From the discussions here, this is what I think would work the fastest(likely a few false assumptions, invalidating the whole thing):
Assume that there will never be more than 65535 objects (and one null value). This allows the use of a 16 bit index rather than a 32 or 64 bit pointer, allowing 2-4 times as many in each cache entry, reducing cache misses.
Furthermore, allocate the entire array once, to eliminate the reallocation penalty.
Get the individual object size as small as possible, but able to fit an integer number of them exactly in a cache entry.
Store the objects in an array, fully preallocated, or in a series of fixed-size arrays that are allocated as needed and never freed (with an array of pointers to them, null until allocated).
Each object would contain two indexes, so that they form two doubly-linked lists, one of empty objects and one of used objects.
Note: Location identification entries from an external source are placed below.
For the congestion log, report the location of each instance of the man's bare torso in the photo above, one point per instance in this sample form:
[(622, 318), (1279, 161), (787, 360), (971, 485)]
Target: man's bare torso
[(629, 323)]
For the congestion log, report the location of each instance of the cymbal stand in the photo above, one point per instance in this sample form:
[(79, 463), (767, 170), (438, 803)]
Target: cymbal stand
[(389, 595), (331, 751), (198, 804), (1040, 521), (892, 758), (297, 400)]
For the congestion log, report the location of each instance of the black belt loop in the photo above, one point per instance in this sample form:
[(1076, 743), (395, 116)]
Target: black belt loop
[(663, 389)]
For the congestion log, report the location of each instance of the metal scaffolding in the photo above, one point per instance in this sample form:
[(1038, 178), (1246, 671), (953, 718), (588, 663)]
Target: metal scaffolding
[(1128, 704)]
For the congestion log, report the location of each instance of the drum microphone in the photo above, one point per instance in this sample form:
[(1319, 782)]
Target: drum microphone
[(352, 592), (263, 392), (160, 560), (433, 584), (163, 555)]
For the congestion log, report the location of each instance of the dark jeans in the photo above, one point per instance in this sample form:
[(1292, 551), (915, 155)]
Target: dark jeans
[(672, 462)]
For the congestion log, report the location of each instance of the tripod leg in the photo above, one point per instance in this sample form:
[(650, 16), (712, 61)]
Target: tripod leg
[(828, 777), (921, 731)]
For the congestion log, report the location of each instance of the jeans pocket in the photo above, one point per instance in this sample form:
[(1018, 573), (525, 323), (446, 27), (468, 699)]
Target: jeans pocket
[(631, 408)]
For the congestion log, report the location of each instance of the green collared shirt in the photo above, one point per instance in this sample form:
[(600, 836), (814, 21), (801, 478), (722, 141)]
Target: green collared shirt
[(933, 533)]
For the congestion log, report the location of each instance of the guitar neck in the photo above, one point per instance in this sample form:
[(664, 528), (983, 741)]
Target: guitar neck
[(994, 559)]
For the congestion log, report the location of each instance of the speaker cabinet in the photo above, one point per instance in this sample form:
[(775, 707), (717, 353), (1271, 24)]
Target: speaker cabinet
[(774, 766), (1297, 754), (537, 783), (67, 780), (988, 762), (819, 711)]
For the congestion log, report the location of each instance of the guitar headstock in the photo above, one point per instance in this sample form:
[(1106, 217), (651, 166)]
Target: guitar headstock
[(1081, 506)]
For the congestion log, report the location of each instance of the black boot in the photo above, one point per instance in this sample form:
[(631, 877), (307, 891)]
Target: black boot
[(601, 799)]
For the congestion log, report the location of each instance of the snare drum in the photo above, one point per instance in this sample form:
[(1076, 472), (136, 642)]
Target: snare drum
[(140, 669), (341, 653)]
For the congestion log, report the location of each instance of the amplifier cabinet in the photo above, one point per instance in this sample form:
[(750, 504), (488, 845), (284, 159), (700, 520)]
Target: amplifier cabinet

The last used object should be followed by an empty object with a null index as it's next, to signify that all of the remaining objects are empty.
That way, adding a new object is usually as simple as a removal from a doubly linked list (constant time), an insertion into a doubly linked list (again, constant time), and object initialization. Removing an object takes just as long, minus the initialization. Depending on size, a new array may have to be allocated occsionally, but since it would be a separate array, no copying of data would be nessecary.
User data would be stored as a single void*, to fit as many objects into the cache as possible, and give the objects a fixed size.
Finally, don't even bother with something like this, find an adequate third-party library and focus on the impostant part: YOUR code. It is likely that an existing physics library is highly optimized, and you will probably spend days debugging physics math before you can even approach a sufficient setup to do everything you want it to.
Spend an hour on wikipedia, starting at
http://en.wikipedia.org/wiki/Physics_engine#Engines, and you will have better results, sooner.